The goal of ProACT is to identify the presence of possible integrity risks associated with contracts, buyers, suppliers and markets. To assess the risks, the developers of the platform suggest using 19 indicators: nine transparency indicators which measure the availability of key types of information as open data in the public procurement system, and ten integrity indicators that are indirect measures of potential issues arising from governance failure, favoritism, or corruption in public procurement.
The transparency indicators imply the accessibility of the following information:
- procurement procedure type;
- names of goods, works and services procured;
- terms of payment for the goods, works and services;
- number of bids;
- supplier name;
- buyer name;
- contract value;
- supply type;
- implementation location.
The integrity indicators, in turn, include information about:
- publication of the call for tenders;
- use of non-open procedure types;
- time between tender advertisement and the submission deadline;
- time between submission deadline and contract award decision date;
- price manipulation following Benford’s law**;
- single bidder contract;
- supplier’s registration in a tax haven;
- supplier’s contract share of buyer spending on public procurement;
- delivery delay;
- cost overrun.
Moreover, ProACT can be employed in the analysis of information on specific procurements both nation-wide and at the level of procuring agencies. To this end, the tool provides access to open data from national electronic procurement systems from 46 countries and to open data on World Bank and Inter-American Development Bank financed contracts for over 100 countries for the period between 2006 and 2020 (some of the sources go back in time until 1961, while selected data sources were updated until early 2021). The respective consolidated data contain information about the stages and content of the procurement procedure (such as procedure type, length of procurement procedure, and award decision date), different characteristics of corporate participants (for instance, name, address and main activity), bid winners, goods, works and services procured (price, description).

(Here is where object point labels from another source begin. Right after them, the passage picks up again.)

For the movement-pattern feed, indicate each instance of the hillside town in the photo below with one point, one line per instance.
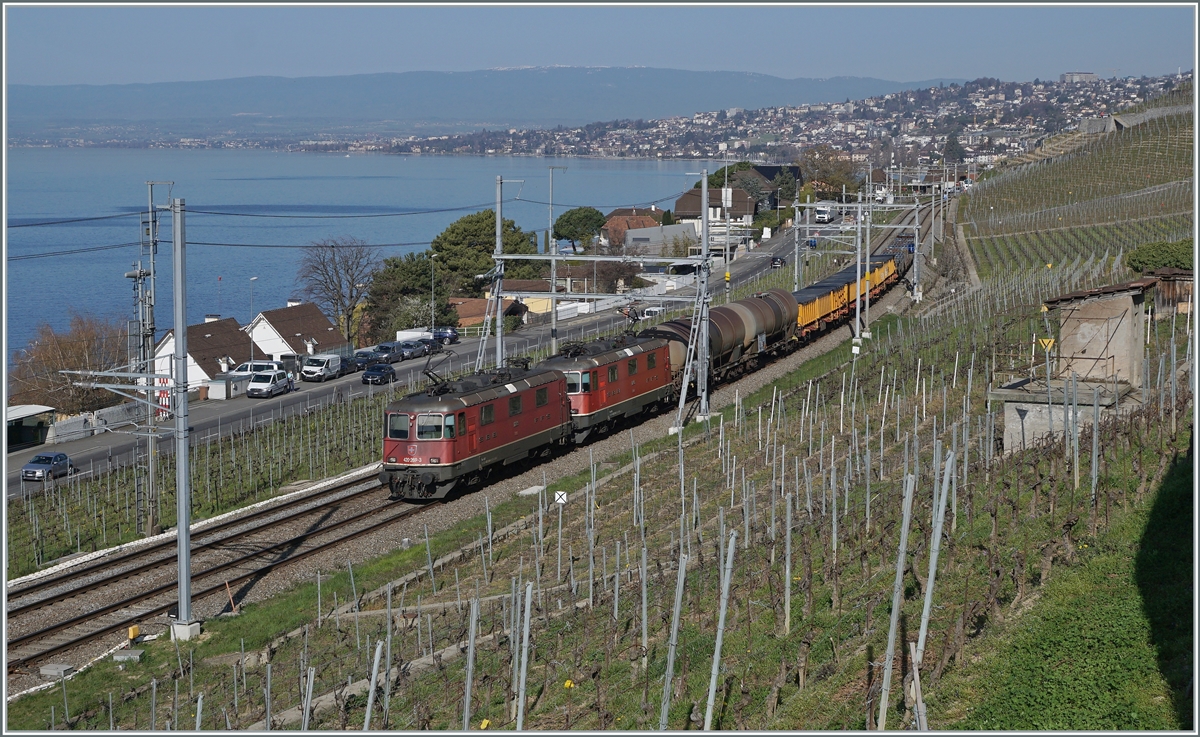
(990, 119)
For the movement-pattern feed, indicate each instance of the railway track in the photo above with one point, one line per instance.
(33, 647)
(203, 539)
(30, 648)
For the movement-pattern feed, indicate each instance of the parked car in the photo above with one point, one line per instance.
(367, 357)
(391, 352)
(268, 383)
(323, 366)
(47, 466)
(379, 373)
(445, 335)
(413, 349)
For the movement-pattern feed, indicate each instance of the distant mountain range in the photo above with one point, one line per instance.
(426, 102)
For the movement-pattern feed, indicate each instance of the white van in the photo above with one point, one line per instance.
(826, 211)
(249, 367)
(321, 367)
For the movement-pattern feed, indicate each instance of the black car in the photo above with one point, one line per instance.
(445, 335)
(47, 466)
(379, 373)
(409, 349)
(367, 357)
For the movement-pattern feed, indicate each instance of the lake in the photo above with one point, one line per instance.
(397, 202)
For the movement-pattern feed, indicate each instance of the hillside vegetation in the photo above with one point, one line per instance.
(1111, 195)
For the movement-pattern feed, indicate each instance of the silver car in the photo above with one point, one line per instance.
(268, 384)
(47, 466)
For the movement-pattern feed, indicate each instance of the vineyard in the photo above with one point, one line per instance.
(778, 523)
(1116, 192)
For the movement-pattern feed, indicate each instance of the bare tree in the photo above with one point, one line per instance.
(91, 343)
(335, 274)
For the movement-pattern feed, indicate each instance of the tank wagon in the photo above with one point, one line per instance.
(613, 378)
(456, 433)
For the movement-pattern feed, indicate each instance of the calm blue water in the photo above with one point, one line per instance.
(60, 184)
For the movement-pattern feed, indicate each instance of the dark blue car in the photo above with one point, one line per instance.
(379, 373)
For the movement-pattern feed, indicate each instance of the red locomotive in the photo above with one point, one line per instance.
(613, 378)
(462, 430)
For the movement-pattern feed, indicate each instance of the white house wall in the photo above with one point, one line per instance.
(163, 360)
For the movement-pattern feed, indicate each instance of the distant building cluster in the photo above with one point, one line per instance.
(991, 119)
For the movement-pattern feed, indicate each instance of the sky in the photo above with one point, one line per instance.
(145, 43)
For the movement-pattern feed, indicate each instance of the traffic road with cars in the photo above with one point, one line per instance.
(213, 417)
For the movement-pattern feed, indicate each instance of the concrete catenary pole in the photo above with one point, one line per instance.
(183, 467)
(499, 274)
(553, 270)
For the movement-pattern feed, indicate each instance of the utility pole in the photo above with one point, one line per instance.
(184, 628)
(553, 269)
(499, 276)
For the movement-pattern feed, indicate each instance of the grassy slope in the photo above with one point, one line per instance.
(1107, 643)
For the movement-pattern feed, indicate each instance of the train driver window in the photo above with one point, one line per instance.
(397, 426)
(429, 427)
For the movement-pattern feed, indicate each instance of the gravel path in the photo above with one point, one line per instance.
(469, 505)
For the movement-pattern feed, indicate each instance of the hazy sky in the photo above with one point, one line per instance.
(90, 45)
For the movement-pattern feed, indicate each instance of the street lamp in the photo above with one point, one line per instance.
(432, 280)
(252, 280)
(553, 268)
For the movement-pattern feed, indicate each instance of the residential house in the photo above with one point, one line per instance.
(298, 329)
(743, 207)
(534, 305)
(613, 232)
(214, 347)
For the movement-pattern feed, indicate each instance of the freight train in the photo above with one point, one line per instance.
(459, 432)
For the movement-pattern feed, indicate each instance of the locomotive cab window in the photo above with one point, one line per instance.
(576, 383)
(429, 427)
(397, 426)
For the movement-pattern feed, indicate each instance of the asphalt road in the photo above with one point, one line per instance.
(214, 417)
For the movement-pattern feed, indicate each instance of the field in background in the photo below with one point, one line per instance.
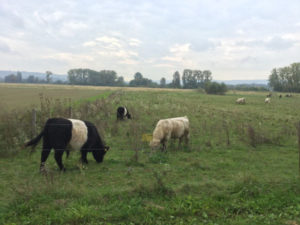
(241, 166)
(18, 96)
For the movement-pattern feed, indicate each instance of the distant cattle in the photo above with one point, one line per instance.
(58, 133)
(176, 128)
(267, 100)
(241, 101)
(122, 112)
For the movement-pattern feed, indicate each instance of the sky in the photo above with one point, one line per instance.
(234, 39)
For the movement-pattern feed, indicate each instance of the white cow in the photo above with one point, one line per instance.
(170, 128)
(241, 101)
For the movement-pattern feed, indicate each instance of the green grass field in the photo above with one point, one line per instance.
(241, 166)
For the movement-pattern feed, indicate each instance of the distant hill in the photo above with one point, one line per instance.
(26, 74)
(249, 82)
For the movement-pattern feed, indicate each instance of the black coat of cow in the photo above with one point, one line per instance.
(123, 112)
(58, 133)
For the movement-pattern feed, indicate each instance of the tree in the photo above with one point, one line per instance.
(176, 80)
(286, 78)
(19, 77)
(215, 88)
(163, 82)
(48, 76)
(120, 81)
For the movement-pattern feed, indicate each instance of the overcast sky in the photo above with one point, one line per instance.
(234, 39)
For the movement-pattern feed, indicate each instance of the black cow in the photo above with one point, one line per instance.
(123, 112)
(58, 133)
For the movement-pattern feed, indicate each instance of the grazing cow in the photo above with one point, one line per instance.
(123, 112)
(267, 100)
(241, 101)
(58, 133)
(170, 128)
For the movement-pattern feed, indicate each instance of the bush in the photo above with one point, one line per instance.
(215, 88)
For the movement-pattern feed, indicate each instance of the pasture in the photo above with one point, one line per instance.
(241, 166)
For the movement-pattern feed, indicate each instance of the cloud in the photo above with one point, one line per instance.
(4, 48)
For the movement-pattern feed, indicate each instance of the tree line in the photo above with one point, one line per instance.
(285, 79)
(190, 79)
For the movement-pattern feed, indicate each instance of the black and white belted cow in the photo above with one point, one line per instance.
(60, 133)
(123, 112)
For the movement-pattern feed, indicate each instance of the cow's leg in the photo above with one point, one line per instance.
(58, 158)
(164, 146)
(45, 153)
(179, 142)
(83, 156)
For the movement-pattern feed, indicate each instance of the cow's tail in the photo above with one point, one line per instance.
(34, 141)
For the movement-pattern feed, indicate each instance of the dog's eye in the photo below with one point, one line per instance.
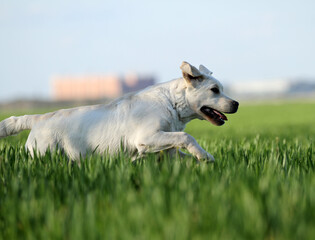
(215, 90)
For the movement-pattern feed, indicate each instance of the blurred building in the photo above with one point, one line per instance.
(97, 87)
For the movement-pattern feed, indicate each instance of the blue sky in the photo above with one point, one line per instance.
(237, 40)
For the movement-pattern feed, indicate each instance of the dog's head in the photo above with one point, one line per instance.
(205, 94)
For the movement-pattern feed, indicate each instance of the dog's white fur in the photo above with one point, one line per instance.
(147, 121)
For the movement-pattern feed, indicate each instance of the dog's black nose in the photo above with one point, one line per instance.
(235, 104)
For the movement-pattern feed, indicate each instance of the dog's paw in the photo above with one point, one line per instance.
(210, 158)
(206, 157)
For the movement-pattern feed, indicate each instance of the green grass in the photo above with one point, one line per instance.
(262, 186)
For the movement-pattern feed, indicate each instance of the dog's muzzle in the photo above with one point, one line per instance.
(216, 117)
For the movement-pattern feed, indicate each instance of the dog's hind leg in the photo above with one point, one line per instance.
(166, 140)
(173, 152)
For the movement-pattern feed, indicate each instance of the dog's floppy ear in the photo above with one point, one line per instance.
(190, 73)
(204, 70)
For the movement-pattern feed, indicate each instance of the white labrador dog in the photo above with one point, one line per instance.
(151, 120)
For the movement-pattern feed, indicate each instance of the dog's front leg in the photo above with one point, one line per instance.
(166, 140)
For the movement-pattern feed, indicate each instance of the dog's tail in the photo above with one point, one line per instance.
(14, 125)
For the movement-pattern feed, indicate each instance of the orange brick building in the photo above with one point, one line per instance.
(96, 87)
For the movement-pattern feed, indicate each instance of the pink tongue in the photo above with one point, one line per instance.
(222, 116)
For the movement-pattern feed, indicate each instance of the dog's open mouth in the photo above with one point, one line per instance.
(213, 116)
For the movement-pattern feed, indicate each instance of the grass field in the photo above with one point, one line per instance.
(262, 185)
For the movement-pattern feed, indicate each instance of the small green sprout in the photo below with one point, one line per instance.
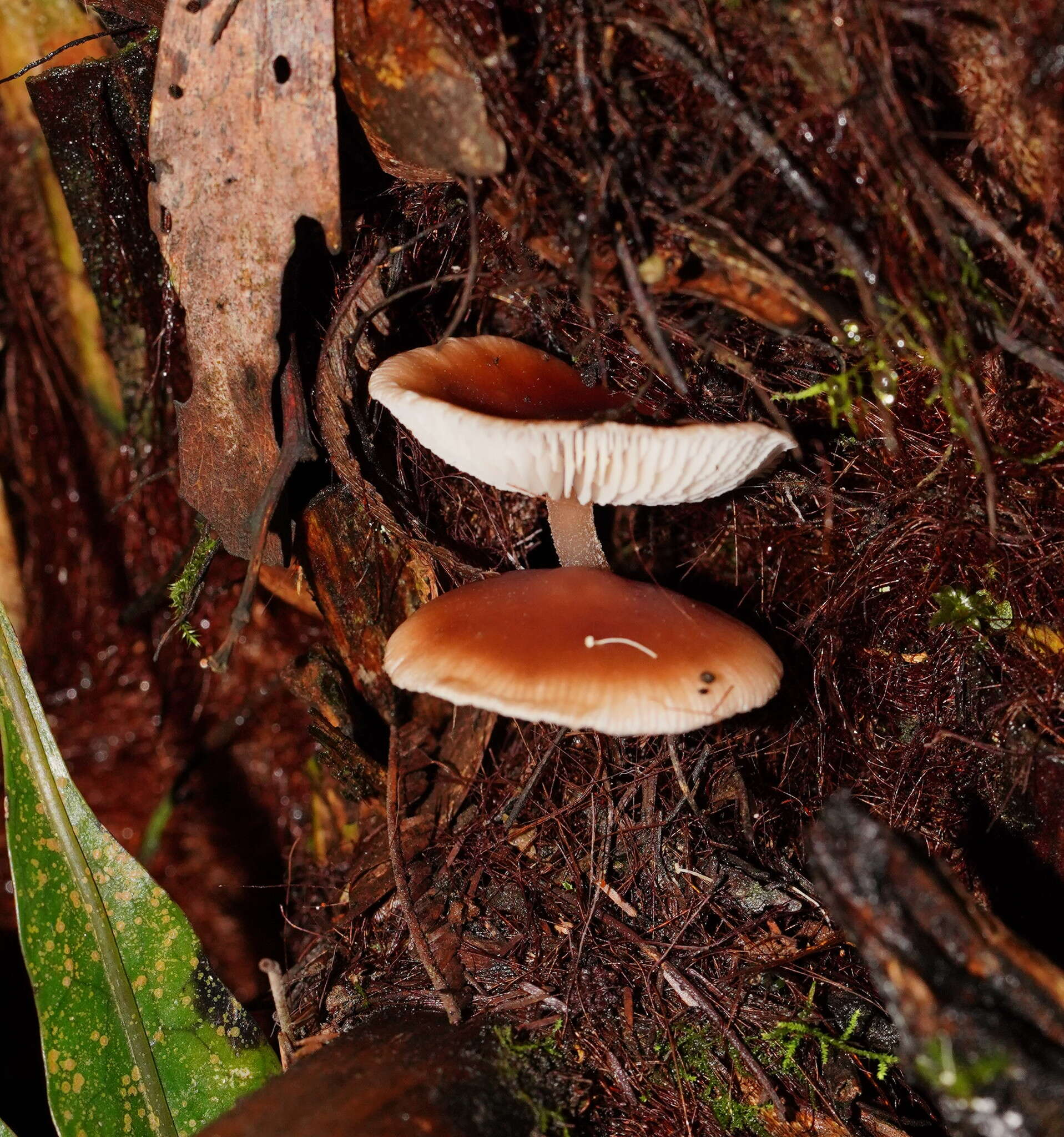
(790, 1034)
(960, 610)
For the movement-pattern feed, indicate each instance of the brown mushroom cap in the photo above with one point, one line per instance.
(517, 419)
(581, 647)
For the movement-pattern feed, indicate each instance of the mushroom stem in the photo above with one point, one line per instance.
(572, 527)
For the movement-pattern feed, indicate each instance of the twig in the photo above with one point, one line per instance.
(696, 777)
(203, 547)
(272, 970)
(223, 23)
(684, 789)
(403, 887)
(522, 799)
(73, 43)
(649, 316)
(296, 447)
(692, 997)
(796, 180)
(1030, 353)
(137, 487)
(475, 264)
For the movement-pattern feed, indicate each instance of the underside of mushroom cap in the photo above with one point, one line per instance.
(518, 419)
(583, 648)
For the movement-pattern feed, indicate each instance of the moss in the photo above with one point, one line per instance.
(531, 1068)
(790, 1034)
(961, 610)
(184, 589)
(697, 1063)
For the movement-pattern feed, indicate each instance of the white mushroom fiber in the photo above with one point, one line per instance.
(518, 419)
(583, 648)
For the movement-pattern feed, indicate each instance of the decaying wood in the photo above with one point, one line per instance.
(396, 1076)
(95, 119)
(244, 141)
(28, 181)
(980, 1015)
(421, 107)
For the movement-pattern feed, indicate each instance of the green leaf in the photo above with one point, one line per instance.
(140, 1037)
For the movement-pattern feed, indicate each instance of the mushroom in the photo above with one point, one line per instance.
(522, 420)
(583, 648)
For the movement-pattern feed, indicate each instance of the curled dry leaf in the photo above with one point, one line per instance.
(421, 107)
(366, 585)
(244, 141)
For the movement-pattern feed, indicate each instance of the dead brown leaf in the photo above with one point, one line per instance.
(366, 583)
(244, 141)
(421, 107)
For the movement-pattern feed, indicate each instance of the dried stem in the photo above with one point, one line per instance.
(403, 887)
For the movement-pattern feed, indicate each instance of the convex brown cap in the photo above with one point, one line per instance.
(517, 419)
(581, 647)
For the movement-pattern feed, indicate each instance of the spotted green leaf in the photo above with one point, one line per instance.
(140, 1037)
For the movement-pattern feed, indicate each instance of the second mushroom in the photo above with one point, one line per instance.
(523, 421)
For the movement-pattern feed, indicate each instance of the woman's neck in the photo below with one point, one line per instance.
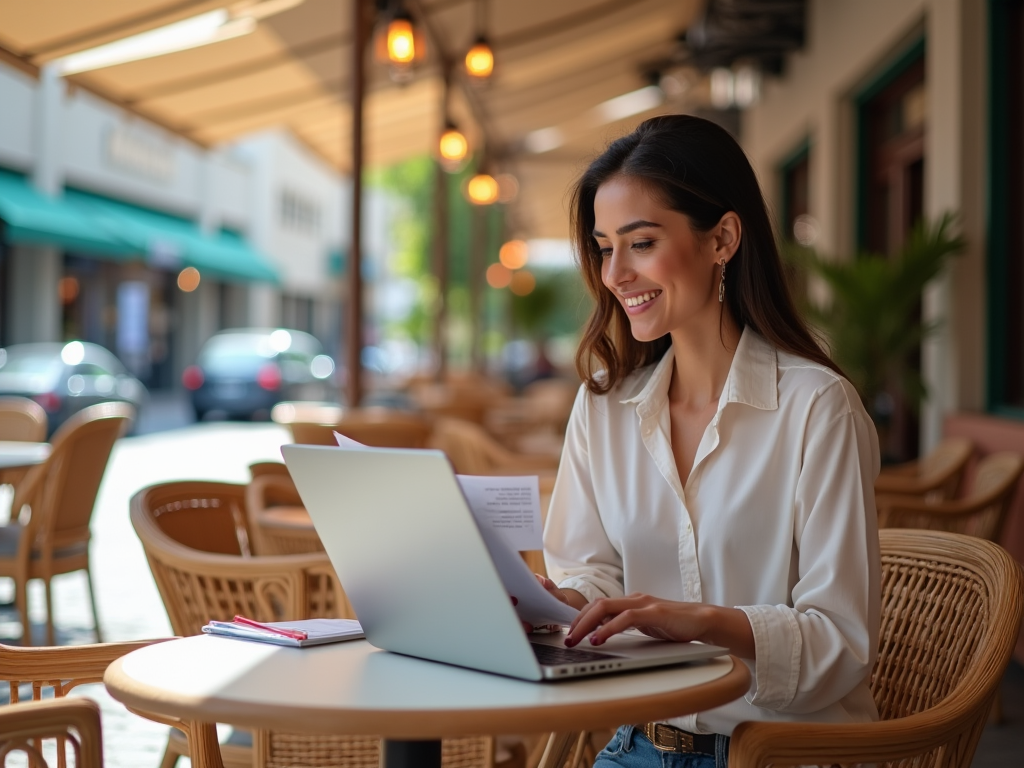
(702, 358)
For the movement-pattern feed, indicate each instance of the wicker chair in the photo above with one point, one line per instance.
(59, 670)
(937, 475)
(279, 522)
(981, 513)
(22, 420)
(951, 610)
(473, 452)
(384, 427)
(60, 494)
(198, 586)
(74, 722)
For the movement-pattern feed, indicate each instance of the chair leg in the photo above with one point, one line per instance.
(92, 601)
(22, 598)
(50, 639)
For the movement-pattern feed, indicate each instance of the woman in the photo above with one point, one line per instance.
(717, 478)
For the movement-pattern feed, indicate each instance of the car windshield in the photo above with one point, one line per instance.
(29, 370)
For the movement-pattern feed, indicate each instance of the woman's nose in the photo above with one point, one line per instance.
(616, 269)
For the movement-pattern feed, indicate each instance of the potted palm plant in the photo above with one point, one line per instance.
(872, 321)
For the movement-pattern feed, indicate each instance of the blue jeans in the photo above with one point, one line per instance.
(632, 750)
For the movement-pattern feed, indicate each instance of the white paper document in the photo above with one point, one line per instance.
(507, 511)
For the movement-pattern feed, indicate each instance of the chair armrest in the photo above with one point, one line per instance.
(80, 664)
(891, 503)
(758, 744)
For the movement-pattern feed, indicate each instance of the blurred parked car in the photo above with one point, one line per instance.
(66, 378)
(245, 372)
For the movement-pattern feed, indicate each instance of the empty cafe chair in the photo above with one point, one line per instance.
(936, 475)
(981, 512)
(59, 495)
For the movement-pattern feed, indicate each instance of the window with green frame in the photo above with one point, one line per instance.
(1006, 206)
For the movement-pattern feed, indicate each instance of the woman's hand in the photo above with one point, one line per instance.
(664, 620)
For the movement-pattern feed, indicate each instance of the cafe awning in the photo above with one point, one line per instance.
(545, 111)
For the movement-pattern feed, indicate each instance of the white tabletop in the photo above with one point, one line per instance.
(14, 454)
(353, 688)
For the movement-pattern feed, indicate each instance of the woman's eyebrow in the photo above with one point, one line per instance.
(627, 228)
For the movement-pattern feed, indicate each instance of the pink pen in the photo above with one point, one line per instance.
(294, 634)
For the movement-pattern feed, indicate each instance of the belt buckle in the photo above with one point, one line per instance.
(676, 740)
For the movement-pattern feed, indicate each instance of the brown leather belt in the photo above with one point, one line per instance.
(669, 738)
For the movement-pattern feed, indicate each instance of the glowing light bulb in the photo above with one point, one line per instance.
(480, 59)
(482, 189)
(454, 145)
(400, 41)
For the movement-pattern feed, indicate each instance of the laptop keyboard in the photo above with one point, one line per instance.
(551, 655)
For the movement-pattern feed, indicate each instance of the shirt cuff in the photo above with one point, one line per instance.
(777, 645)
(585, 588)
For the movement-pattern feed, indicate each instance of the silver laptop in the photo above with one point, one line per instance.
(414, 564)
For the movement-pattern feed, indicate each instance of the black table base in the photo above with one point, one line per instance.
(412, 754)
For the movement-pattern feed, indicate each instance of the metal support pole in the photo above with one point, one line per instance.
(440, 268)
(477, 257)
(353, 351)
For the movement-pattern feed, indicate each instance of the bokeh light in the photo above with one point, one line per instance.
(499, 275)
(514, 254)
(482, 189)
(188, 279)
(523, 283)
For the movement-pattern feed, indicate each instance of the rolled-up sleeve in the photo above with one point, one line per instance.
(577, 550)
(812, 653)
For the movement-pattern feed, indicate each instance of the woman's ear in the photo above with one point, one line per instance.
(726, 237)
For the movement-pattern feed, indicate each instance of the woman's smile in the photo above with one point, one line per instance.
(640, 302)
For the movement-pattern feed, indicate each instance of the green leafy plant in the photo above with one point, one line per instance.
(872, 321)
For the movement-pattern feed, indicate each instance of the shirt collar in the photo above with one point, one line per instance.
(753, 378)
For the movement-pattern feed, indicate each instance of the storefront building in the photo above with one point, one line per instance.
(117, 231)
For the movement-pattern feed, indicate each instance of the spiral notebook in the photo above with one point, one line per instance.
(318, 632)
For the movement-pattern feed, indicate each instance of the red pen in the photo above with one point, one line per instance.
(294, 634)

As a pilot project, the platform also provides information about debarment decisions in the area of public procurement: at present, ProACT contains decisions from ten sanctioning authorities, including the European Commission, the World Bank, and national comptrollers of Bangladesh, Indonesia and Mexico, taken in 2017.
The goal of the ProACT developers is to refine the prototype and create a tool that is updated on a regular basis to enable the monitoring of public procurement data, and to include additional countries as these implement electronic procurement systems with sufficiently detailed open data. The addition of other types of data is also being explored.
The target audiences of the tool are supposed to be numerous and include public procurement officials, civil society, policy analysts and international organisations.
A practical example of how to use the ProACT capacities can be explored here.
*ProACT was developed by the World Bank in partnership with the Government Transparency Institute and the Centre for the Study of Corruption at the University of Sussex. The methodology for the platform is based in part on the methodology developed for the Opentender project and the Global Integrity Anticorruption Evidence programme. It also benefits from data collected under these projects.
**Benford’s law (the first-digit law) is an observation that states that the first digit in real-life sets of numerical data is likely to be the “smallest” (i.e. digits starting with 1 are more common than those starting with 2, whereas the latter are more common than those starting with 3 etc.). If there is a deviation from this law in public procurement, it is highly likely that there are infringements.